The L.A. Times reports: This year, L.A. officials applied for more than $3 million in federal funding to help bring the same program to Harvard Park, a South L.A. neighborhood scarred by violence.
The request was denied.
The U.S. Department of Justice hasn’t offered the LAPD an explanation of why the department didn’t receive any of the $98 million in grants recently awarded to scores of law enforcement agencies across the nation. A spokesman for the federal agency declined to comment when asked by The Times last week.
But after the Trump administration’s repeated threats to withhold federal money from cities that don’t cooperate with its immigration crackdown, some LAPD officials said they believe the move was retaliatory — and a troubling sign of what could come.

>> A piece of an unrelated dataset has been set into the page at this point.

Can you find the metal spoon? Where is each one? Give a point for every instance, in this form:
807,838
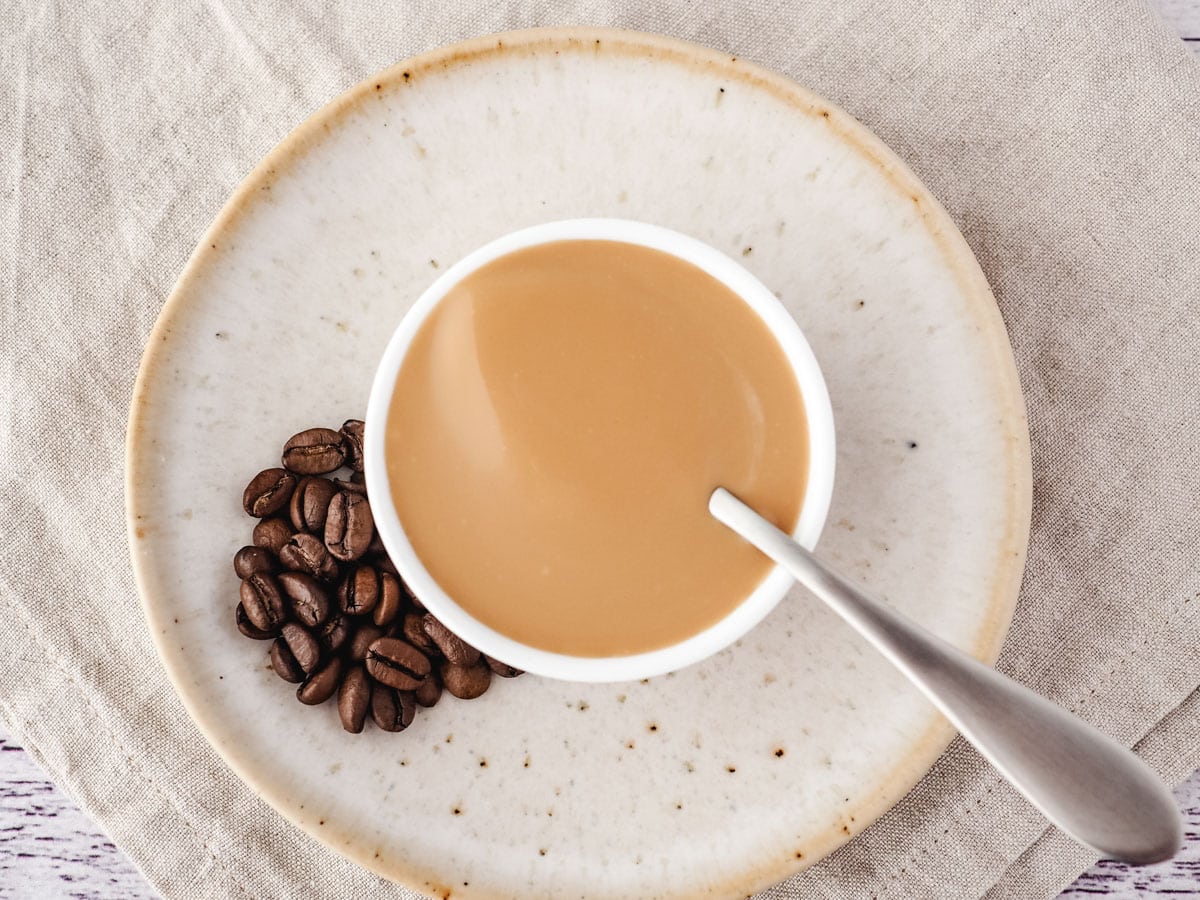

Steve Soboroff, president of the civilian Police Commission that oversees the LAPD, said that he believes the Justice Department denied the funding request because of the LAPD’s well-publicized, hands-off approach to immigration enforcement. Soboroff said he worries future funding may also be at risk.
“Community policing is what policing’s all about. Militaristic policing, immigrant harassment is not,” he said. “By ignoring that, or prioritizing it beneath their issue of sanctuary cities and cooperation with ICE [Immigration and Customs Enforcement] — the priorities are wrong.”
“If this is the tip of the iceberg, we’re going to set back law enforcement and policing and public safety by decades,” he added.
Los Angeles mayor, Eric Garcetti, has openly defied Trump and been a vocal opponent of the #MAGA agenda. A mic.com article on Garcetti features such interludes as:
“We will defend any undocumented worker who’s going to be deported,” he said flatly in a recent interview. The words are backed up in deed: In December, Los Angeles unveiled an ambitious $10-million fund to provide legal counsel to residents facing deportation.